Elephant advocates and other critics slammed the task force for its lack of elephant specialists and shortage of animal-care experts. The zoo nevertheless trumpeted one of the panel’s findings, that the three elephants received “excellent care” — without going into the fine print. That fine print included these recommendations:
- If it can be done safely, reintegrate Bamboo and Watoto to reduce isolation and improve the social welfare of the herd. [The dominant Watoto did not get along with Bamboo, the zoo’s senior Asian elephant. Such conflicts can be fatal, so the two were separated. Because Woodland Park’s elephant house isn’t designed to accommodate such separation, this caused both – Bamboo especially – to be isolated and confined.]
- If reintegration cannot be done safely, WPZ should consider transferring one elephant to another AZA [Association of Zoos and Aquariums]‐accredited facility that will provide a healthy and high quality environment.
- Upgrading cameras in the barn to allow 24‐hour monitoring and data collection of the elephants.
On that last score, the cameras, which don’t record effectively at night, apparently were not upgraded — even though the zoo’s last elephant fatality, young Hansa, likewise succumbed overnight after appearing healthy the day before. Cameras weren’t deployed in the yard, where Watoto was found. There’s no knowing when she went down; the zoo has declared that its “night keeper staff routinely checks on animals throughout the night.” But zoo officials will not say when keepers last checked on Watoto, or answer any other questions.

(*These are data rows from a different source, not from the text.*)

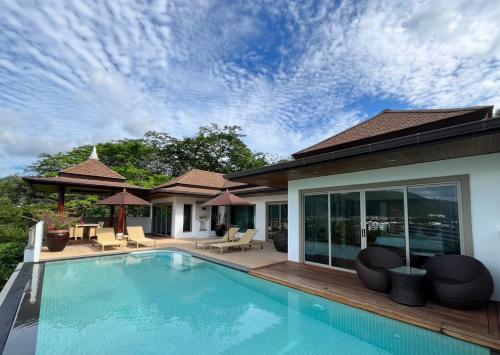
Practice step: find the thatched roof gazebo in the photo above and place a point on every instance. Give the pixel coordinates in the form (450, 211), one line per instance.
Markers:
(88, 177)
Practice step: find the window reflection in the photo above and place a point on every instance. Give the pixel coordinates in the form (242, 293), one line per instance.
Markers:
(433, 221)
(316, 228)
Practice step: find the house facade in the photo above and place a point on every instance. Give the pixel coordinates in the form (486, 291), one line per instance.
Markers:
(177, 209)
(419, 182)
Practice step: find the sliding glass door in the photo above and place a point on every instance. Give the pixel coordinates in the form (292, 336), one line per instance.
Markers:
(416, 222)
(385, 219)
(345, 228)
(316, 234)
(277, 219)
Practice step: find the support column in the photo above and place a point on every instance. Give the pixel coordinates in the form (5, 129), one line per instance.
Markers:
(60, 202)
(111, 216)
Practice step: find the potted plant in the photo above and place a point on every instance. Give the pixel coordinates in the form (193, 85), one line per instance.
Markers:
(57, 230)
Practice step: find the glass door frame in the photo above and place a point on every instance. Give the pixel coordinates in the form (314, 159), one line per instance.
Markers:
(274, 203)
(362, 221)
(362, 190)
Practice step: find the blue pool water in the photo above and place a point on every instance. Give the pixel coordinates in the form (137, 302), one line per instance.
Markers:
(172, 303)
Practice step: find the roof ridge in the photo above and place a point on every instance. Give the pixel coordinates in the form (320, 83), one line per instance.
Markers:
(471, 108)
(341, 132)
(372, 124)
(70, 170)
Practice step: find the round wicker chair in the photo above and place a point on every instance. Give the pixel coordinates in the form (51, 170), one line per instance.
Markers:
(281, 242)
(372, 266)
(458, 281)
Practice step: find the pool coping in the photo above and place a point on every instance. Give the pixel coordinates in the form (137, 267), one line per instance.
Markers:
(16, 291)
(10, 300)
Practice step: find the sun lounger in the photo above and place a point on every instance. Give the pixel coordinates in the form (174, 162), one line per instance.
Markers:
(245, 242)
(106, 238)
(136, 235)
(228, 237)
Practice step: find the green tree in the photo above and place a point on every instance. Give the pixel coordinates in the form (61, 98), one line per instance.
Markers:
(213, 148)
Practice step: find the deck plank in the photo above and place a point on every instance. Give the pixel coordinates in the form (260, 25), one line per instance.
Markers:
(477, 326)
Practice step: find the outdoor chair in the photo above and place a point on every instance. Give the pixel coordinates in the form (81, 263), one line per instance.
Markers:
(245, 242)
(106, 237)
(458, 281)
(228, 237)
(372, 265)
(136, 235)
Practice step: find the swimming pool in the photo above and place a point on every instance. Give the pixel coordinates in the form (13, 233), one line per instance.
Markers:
(169, 302)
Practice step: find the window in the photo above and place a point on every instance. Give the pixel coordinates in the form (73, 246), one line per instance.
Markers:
(188, 211)
(243, 217)
(277, 219)
(433, 222)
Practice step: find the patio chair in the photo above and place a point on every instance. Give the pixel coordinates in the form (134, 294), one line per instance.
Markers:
(458, 281)
(372, 266)
(228, 237)
(106, 238)
(78, 232)
(245, 241)
(136, 235)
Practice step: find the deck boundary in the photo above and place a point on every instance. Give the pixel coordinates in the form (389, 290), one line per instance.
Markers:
(441, 327)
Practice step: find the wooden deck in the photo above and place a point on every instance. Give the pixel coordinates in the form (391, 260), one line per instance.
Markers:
(479, 326)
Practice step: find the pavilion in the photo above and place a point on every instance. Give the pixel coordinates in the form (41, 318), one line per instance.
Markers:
(88, 177)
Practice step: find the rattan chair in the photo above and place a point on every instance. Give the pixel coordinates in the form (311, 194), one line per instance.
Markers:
(372, 265)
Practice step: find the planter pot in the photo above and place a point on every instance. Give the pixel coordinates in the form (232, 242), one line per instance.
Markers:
(220, 229)
(57, 240)
(281, 242)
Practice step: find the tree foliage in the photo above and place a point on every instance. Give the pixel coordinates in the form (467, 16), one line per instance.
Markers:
(157, 157)
(148, 162)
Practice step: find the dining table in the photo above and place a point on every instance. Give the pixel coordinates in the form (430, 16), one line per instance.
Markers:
(88, 230)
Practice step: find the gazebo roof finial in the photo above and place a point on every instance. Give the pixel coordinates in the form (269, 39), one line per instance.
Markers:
(93, 155)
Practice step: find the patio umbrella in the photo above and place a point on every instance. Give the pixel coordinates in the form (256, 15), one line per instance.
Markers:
(227, 199)
(123, 199)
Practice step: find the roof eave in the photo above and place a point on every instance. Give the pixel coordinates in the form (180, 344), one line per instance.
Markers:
(467, 129)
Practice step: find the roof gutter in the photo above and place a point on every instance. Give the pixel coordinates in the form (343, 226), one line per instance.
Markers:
(476, 128)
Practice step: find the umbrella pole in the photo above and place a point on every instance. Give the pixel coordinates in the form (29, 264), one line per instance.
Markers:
(121, 219)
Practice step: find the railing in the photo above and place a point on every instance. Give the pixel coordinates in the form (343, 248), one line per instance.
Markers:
(34, 247)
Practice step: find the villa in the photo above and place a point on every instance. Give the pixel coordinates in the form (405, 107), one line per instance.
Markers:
(418, 183)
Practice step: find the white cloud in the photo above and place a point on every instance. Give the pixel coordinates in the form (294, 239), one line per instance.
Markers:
(290, 73)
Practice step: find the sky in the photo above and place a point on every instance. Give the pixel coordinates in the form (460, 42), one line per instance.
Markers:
(290, 73)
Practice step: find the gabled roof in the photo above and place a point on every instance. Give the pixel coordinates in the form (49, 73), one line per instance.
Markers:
(91, 168)
(201, 178)
(393, 123)
(197, 177)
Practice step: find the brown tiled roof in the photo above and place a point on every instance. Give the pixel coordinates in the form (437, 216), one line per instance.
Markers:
(202, 183)
(187, 190)
(198, 177)
(92, 168)
(396, 122)
(64, 180)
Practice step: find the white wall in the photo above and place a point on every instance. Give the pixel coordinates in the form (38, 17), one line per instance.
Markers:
(197, 211)
(178, 216)
(261, 211)
(484, 175)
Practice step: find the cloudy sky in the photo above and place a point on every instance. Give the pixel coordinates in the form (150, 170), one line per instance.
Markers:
(290, 73)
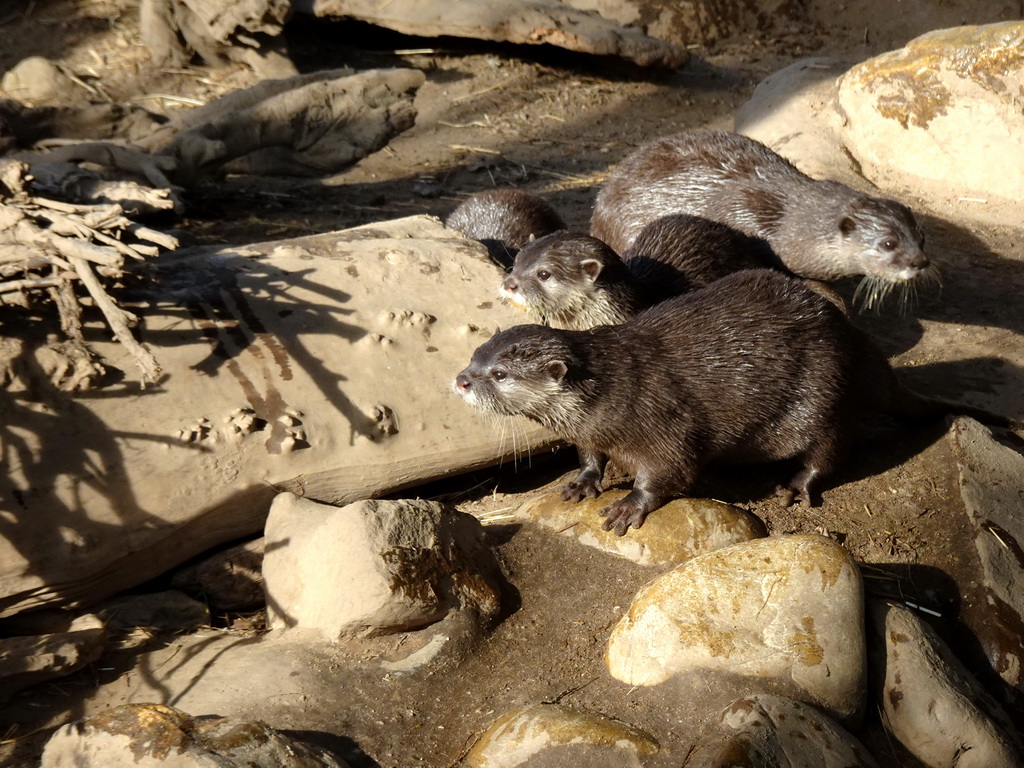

When elephants stay down too long, their enormous weight crushes their lungs and other organs. Elephants in Los Angeles and other zoos have recovered after going down and being lifted, often by local fire departments. The zoo likewise won’t say whether it considered or tried to bring in the fire department.
On the question of transferring one elephant, Woodland Park’s actions (or inaction) seem even more problematic. Watoto, the lone African elephant in an Asian group, was the obvious candidate.
Housing African elephants with Asians goes against good practice and AZA recommendations for several reasons: The two species are temperamentally and behaviorally different, though Watoto nevertheless proved a good “auntie” to baby Hansa. African elephants can be asymptomatic carriers of a herpes virus that’s deadly to young Asians, and which did in fact kill Hansa. Watoto once tested positive for the virus, but this result was later declared a false positive. And conflicts between female African and Asian elephants (e.g. Watoto and Bamboo) can be fatal for the latter, because only the Africans have tusks.
Last spring, WPZ received an invitation from the sanctuary that elephant advocates would most like to send Watoto to: Ark 2000, operated by the Performing Animal Welfare Society (PAWS, not to be confused with our local Progressive Animal Welfare Society). Fueled by wealthy donors and a fat corporate-espionage legal settlement with the Ringling circus operation, PAWS has expanded greatly since it was founded in 1984 by an ex-trainer as a refuge for Hollywood’s animal has-beens.